Whether it be in our economical rice for our weekday lunches, zi char for our weekend get-togethers or even simply in our beloved homecooked meals prepared by loved ones, sweet and sour pork is a classic that is frequently served up on the tables of many Chinese families here. Aptly named for its appetising combination of sweet and sour, we recreate the iconic dish with as much similarity and authenticity to what we all know and love – not forgetting the delicious additions of capsicum and pineapple that give that much-needed pop of colour and flavour.

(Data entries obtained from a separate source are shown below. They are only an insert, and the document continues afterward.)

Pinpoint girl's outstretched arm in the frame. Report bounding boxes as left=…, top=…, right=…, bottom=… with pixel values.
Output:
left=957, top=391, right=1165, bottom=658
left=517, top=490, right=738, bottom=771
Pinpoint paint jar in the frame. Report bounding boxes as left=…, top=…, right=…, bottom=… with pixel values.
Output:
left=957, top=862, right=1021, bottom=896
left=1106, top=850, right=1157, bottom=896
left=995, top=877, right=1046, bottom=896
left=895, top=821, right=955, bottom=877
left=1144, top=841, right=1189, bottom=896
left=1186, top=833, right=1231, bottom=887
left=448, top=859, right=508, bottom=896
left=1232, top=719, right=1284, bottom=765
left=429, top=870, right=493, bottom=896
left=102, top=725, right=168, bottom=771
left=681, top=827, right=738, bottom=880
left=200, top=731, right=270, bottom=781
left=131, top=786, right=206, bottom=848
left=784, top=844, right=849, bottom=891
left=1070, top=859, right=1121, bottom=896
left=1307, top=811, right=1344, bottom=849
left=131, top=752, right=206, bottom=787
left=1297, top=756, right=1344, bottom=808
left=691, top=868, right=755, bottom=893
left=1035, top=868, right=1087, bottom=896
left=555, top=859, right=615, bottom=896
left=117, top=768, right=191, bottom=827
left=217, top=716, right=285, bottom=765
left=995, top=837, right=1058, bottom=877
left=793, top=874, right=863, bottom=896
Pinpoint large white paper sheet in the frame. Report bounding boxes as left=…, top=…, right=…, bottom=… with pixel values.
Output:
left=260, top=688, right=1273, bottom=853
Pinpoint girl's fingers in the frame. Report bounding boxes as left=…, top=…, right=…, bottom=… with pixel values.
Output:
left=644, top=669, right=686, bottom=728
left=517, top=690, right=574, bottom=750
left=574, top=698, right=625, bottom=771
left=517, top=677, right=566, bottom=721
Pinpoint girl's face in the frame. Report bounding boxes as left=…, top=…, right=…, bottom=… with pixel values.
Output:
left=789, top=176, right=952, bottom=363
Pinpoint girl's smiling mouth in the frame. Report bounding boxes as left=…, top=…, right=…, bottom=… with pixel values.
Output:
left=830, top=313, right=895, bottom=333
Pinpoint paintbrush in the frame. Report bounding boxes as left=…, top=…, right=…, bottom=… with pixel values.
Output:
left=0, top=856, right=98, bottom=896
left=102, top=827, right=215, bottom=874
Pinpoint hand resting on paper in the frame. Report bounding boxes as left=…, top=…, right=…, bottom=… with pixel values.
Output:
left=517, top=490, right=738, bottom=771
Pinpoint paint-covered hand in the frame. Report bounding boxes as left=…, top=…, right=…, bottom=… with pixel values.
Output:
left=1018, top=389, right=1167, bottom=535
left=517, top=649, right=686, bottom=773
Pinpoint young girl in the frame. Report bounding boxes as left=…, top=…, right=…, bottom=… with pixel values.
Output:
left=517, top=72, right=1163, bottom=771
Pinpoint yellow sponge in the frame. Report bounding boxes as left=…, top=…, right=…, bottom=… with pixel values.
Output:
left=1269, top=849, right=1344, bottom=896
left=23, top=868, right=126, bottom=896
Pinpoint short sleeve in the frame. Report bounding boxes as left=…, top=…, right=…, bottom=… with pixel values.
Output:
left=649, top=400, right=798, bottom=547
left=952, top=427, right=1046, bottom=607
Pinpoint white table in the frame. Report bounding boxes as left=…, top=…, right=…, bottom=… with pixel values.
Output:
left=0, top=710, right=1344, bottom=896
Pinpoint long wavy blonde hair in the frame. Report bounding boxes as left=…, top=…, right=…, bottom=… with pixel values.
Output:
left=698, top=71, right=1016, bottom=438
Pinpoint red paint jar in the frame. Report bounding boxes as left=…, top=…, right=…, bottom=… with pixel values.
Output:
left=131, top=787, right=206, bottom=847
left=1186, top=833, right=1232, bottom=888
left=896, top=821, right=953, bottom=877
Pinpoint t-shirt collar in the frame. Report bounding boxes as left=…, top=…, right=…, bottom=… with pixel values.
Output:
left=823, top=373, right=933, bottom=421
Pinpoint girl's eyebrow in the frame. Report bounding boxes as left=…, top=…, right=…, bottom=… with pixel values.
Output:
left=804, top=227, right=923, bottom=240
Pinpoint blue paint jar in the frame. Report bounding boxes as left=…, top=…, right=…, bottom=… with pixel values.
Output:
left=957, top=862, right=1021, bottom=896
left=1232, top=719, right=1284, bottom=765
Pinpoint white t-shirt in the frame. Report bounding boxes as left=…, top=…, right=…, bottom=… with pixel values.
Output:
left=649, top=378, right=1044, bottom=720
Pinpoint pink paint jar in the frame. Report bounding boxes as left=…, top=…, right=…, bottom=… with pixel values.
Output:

- ½ tsp Chinese five-spice
- 2 tsps rice wine
- 1 tbsp salt-reduced soy sauce
- 1 tbsp finely grated ginger
- 650 g pork fillet, sliced thinly
- 1 tbsp vegetable oil
- 1 tbsp sesame oil
- 1 large (300 g) red capsicum, chopped coarsely
- 1 medium (200 g) green capsicum, chopped coarsely
- 1 medium (170 g) red onion, cut into thin wedges
- ½ medium (600 g) pineapple, peeled, cored, chopped coarsely
- ½ cup fresh coriander leaves
- 375 g Singapore-style noodles, to serve
SWEET & SOUR SAUCE
- ¼ cup (60 ml) water
- 2 tbsps caster sugar
- 2 tbsps white wine vinegar
- 2 tbsps salt-reduced soy sauce
- 2 tbsps ketchup
SWEET & SOUR SAUCE Combine all ingredients in a small bowl.
Heat half the oil mixture in a wok over medium to high heat. Stir-fry the capsicum and onion for 4 mins or until onion is browned lightly. Remove from wok.
Heat half the remaining oil mixture in wok over high heat. Stir-fry half the pork for about 3 mins or until browned and just cooked through. Remove from wok. Repeat with remaining oil and pork.
Add sweet and sour sauce to the wok. Bring to the boil and cook, stirring, for 2 mins or until thickened slightly. Return vegetables and pork to the wok; stir-fry until combined. Add pineapple, stir-fry until heated through.
Serve with fresh coriander leaves and noodles.
Not suitable to freeze or microwave.